I have a long program and the goal is to solve the matrix system ax=b. When I run it, it reveals that "error: size of variable is too large".
program ddm
integer :: i,j,k
integer, parameter :: FN=1,FML=80,FMH=80
integer, parameter :: NBE=1*80*80 !NBE=FN*FML*FMH
double precision, dimension(1:3*NBE,1:3*NBE) :: AA
double precision, dimension(1:3*NBE) :: BB
double precision :: XX(3*NBE)
double precision, dimension(1:NBE) :: DSL,DSH,DNN
double precision, dimension(1:FML,1:FMH) :: DSL1,DSH1,DNN1
! Construct a block matrix
AA(1:NBE,1:NBE) = SLSL
AA(1:NBE,NBE+1:2*NBE) = SLSH
AA(1:NBE,2*NBE+1:3*NBE) = SLNN
AA(NBE+1:2*NBE,1:NBE) = SHSL
AA(NBE+1:2*NBE,NBE+1:2*NBE) = SHSH
AA(NBE+1:2*NBE,2*NBE+1:3*NBE) = SHNN
AA(2*NBE+1:3*NBE,1:NBE) = NNSL
AA(2*NBE+1:3*NBE,NBE+1:2*NBE) = NNSH
AA(2*NBE+1:3*NBE,2*NBE+1:3*NBE) = NNNN
! Construct a block matrix for boundary condition
BB(1:NBE) = SLBC
BB(NBE+1:2*NBE) = SHBC
BB(2*NBE+1:3*NBE) = NNBC
call GE(AA,BB,XX,3*NBE)
DSL = XX(1:NBE)
DSH = XX(NBE+1:2*NBE)
DNN = XX(2*NBE+1:3*NBE)
DSL1 = reshape(DSL,(/FML,FMH/))
DSH1 = reshape(DSH,(/FML,FMH/))
DNN1 = reshape(DNN,(/FML,FMH/))
open(unit=2, file='DNN2.txt', ACTION="write", STATUS="replace")
do i=1,80
write(2,'(*(F14.7))') real(DNN1(i,:))
end do
end program ddm
Note: GE(AA,BB,XX,3*NBE) is the function for solving the matrix system. Below is the GE function.
subroutine GE(a,b,x,n)
!===========================================================
! Solutions to a system of linear equations A*x=b
! Method: Gauss elimination (with scaling and pivoting)

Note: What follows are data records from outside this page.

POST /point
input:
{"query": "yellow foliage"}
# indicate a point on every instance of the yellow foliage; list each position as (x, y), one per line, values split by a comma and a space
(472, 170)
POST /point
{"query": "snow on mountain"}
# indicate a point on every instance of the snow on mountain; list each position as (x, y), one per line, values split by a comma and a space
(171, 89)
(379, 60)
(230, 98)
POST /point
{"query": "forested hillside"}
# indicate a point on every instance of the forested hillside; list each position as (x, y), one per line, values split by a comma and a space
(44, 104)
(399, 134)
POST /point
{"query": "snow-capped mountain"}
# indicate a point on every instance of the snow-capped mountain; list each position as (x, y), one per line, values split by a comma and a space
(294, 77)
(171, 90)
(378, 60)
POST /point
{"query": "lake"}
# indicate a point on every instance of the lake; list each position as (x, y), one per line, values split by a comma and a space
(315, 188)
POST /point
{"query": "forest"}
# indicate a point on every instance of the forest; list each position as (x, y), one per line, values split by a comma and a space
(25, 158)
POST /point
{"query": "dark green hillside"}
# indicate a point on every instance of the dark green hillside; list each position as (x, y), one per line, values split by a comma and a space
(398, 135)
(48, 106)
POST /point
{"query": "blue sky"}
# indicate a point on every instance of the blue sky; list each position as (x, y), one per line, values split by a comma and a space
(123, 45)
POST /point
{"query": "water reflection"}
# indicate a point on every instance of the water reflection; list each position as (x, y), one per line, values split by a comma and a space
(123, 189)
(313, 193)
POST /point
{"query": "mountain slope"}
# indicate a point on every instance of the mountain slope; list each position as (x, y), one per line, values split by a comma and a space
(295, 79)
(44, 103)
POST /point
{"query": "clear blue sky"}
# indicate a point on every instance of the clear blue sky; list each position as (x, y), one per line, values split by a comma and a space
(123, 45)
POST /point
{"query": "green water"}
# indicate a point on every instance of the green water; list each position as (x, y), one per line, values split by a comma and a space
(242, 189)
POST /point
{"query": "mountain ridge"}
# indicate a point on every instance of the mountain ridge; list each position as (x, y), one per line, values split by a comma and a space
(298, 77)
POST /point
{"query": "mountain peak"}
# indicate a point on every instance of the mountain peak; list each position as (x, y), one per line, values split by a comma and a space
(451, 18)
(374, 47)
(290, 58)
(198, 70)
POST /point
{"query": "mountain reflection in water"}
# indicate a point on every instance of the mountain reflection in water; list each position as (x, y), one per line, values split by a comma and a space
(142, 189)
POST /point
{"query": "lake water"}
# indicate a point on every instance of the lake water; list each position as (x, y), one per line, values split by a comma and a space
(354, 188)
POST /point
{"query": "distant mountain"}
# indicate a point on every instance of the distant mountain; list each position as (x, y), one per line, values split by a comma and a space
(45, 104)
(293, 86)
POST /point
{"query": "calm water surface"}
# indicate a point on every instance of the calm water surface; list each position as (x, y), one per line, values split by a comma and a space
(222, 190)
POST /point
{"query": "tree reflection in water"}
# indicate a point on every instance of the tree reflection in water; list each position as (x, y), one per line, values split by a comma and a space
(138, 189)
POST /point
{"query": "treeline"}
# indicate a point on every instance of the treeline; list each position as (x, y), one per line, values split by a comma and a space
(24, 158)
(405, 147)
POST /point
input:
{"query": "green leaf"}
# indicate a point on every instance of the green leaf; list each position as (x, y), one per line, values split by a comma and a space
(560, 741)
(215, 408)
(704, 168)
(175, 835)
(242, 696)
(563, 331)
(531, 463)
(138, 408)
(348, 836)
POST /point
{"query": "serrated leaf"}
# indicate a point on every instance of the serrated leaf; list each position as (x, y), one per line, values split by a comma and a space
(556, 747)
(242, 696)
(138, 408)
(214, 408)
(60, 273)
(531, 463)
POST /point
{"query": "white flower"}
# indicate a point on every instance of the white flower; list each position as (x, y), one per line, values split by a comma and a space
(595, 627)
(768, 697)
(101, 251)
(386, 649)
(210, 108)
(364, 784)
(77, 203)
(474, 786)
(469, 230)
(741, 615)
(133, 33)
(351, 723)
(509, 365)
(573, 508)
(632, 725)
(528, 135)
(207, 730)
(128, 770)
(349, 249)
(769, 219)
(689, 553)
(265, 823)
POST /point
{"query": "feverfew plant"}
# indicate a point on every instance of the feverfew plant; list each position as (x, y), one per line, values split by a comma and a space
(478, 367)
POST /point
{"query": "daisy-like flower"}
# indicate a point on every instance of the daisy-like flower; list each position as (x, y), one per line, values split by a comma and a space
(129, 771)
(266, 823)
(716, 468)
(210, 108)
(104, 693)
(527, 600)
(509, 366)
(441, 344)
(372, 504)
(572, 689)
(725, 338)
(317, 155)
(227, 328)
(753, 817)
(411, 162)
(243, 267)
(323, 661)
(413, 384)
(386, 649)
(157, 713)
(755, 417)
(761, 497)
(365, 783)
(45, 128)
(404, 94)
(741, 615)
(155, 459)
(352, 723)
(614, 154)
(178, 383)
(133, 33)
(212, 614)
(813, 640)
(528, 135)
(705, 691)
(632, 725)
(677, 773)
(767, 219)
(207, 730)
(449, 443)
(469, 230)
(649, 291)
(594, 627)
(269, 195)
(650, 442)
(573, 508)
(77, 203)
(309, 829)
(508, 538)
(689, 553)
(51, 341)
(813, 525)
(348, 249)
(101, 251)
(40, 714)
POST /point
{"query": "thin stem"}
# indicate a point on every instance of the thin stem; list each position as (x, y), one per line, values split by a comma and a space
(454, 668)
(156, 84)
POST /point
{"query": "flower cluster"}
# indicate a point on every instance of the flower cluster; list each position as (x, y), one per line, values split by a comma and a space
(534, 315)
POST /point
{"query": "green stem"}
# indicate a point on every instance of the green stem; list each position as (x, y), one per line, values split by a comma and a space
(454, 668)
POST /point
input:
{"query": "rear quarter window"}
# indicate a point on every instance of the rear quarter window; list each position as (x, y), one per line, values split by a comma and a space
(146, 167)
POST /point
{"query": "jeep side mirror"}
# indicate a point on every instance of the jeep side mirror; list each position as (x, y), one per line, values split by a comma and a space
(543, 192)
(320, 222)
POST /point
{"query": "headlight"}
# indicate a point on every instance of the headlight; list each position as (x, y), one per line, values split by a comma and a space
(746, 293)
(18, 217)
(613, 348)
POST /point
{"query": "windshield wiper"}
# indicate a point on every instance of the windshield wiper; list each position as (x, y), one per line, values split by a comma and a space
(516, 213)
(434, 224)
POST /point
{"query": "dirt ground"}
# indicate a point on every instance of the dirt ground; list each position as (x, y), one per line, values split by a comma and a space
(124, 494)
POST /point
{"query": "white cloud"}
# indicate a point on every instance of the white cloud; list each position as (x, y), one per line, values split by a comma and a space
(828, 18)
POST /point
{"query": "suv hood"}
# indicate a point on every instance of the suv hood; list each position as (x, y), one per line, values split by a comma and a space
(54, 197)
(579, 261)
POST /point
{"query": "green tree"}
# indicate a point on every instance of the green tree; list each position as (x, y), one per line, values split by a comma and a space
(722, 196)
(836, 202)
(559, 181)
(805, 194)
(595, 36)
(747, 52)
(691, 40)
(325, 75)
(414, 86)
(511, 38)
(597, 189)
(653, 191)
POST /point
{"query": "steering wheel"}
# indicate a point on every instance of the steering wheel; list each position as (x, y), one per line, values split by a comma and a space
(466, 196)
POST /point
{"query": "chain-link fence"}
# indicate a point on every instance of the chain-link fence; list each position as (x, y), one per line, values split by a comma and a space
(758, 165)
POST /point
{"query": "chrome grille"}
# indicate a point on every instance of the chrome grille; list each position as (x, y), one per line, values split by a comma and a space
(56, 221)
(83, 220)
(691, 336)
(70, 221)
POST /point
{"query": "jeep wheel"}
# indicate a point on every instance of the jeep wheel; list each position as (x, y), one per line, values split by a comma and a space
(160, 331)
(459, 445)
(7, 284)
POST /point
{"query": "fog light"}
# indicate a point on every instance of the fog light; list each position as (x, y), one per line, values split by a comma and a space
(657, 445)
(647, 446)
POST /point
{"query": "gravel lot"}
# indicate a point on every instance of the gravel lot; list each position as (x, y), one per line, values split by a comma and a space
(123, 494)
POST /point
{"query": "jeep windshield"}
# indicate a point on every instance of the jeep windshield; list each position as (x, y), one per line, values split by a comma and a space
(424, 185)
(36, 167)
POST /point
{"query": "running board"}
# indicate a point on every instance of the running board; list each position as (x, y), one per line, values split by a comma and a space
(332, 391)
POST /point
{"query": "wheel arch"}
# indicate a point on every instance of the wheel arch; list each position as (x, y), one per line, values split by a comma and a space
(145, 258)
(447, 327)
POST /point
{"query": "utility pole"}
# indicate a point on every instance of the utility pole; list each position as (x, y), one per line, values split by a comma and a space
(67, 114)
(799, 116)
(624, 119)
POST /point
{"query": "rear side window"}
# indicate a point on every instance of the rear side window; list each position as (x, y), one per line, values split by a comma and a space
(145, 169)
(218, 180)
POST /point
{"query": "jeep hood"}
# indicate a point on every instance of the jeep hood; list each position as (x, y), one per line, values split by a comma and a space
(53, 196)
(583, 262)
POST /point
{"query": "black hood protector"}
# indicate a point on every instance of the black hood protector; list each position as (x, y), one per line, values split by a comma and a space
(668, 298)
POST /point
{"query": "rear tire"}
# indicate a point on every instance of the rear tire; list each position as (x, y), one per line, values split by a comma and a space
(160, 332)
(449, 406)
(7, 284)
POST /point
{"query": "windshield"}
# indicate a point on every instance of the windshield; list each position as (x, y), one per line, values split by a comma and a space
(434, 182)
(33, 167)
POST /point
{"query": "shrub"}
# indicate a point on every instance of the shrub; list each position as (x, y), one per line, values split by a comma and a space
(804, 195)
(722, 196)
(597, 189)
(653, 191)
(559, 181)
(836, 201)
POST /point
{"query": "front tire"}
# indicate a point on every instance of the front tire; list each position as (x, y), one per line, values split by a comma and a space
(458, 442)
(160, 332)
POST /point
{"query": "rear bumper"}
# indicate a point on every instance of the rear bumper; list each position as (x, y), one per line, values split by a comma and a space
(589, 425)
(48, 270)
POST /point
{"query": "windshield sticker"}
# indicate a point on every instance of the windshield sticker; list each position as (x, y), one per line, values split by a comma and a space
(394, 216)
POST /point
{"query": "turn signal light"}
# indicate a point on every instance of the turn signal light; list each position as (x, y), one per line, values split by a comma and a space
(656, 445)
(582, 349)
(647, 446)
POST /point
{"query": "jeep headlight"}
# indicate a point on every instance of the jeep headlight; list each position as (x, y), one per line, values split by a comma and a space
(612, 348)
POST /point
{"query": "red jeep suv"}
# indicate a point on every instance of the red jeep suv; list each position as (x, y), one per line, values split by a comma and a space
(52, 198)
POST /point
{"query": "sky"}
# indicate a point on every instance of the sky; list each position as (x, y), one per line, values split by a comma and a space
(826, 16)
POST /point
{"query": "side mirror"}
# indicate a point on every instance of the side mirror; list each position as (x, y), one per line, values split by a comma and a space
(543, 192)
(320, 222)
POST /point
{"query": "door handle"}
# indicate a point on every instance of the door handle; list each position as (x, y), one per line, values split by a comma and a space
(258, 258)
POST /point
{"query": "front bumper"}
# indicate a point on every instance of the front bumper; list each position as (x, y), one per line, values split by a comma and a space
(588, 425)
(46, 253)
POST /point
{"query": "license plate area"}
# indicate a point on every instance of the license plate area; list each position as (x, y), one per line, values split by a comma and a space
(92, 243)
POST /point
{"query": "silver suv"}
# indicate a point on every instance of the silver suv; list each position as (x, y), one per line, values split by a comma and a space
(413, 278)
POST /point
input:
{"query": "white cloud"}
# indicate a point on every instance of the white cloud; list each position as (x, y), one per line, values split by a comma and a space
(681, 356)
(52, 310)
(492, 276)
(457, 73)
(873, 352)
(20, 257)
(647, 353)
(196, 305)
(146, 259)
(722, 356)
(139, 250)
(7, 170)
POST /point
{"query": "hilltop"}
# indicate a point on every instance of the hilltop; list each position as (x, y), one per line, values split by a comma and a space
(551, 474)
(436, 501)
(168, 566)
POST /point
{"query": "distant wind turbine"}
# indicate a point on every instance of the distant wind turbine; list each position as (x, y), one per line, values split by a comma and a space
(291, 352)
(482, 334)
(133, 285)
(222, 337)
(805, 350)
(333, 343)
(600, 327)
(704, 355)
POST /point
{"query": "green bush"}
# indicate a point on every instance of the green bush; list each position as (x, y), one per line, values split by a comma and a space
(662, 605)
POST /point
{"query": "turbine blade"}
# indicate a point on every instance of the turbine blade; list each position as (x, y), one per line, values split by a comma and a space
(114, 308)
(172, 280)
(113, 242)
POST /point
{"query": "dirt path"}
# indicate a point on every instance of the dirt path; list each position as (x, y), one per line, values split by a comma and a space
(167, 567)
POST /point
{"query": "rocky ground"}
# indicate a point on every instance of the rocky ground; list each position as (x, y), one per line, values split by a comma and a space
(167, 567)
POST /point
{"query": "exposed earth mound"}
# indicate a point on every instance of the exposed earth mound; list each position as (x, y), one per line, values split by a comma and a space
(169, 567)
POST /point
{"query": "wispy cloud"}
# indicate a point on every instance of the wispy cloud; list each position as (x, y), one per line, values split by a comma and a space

!-----------------------------------------------------------
! input ...
! a(n,n) - array of coefficients for matrix A
! b(n) - array of the right hand coefficients b
! n - number of equations (size of matrix A)
! output ...
! x(n) - solutions
! coments ...
! the original arrays a(n,n) and b(n) will be destroyed
! during the calculation
!===========================================================
implicit none
integer n
double precision a(n,n),b(n),x(n)
double precision s(n)
double precision c, pivot, store
integer i, j, k, l
! step 1: begin forward elimination
do k=1, n-1
! step 2: "scaling"
! s(i) will have the largest element from row i
do i=k,n ! loop over rows
s(i) = 0.0
do j=k,n ! loop over elements of row i
s(i) = max(s(i),abs(a(i,j)))
end do
end do
! step 3: "pivoting 1"
! find a row with the largest pivoting element
pivot = abs(a(k,k)/s(k))
l = k
do j=k+1,n
if(abs(a(j,k)/s(j)) > pivot) then
pivot = abs(a(j,k)/s(j))
l = j
end if
end do
! Check if the system has a sigular matrix
if(pivot == 0.0) then
write(*,*) "The matrix is singular"
return
end if
! step 4: "pivoting 2" interchange rows k and l (if needed)
if (l /= k) then
do j=k,n
store = a(k,j)
a(k,j) = a(l,j)
a(l,j) = store
end do
store = b(k)
b(k) = b(l)
b(l) = store
end if
! step 5: the elimination (after scaling and pivoting)
do i=k+1,n
c=a(i,k)/a(k,k)
a(i,k) = 0.0
b(i)=b(i)- c*b(k)
do j=k+1,n
a(i,j) = a(i,j)-c*a(k,j)
end do
end do
end do
! step 6: back substiturion
x(n) = b(n)/a(n,n)
do i=n-1,1,-1
c=0.0
do j=i+1,n
c= c + a(i,j)*x(j)
end do
x(i) = (b(i)- c)/a(i,i)
end do
end subroutine GE
Turn your arrays (at least AA, BB, XX) into allocatable arrays and allocate them by yourself in the code. You are hitting the memory limit of statically allocated arrays. There is a limit of 2GB on some systems if I remember well (experts will confirm or give the right numbers).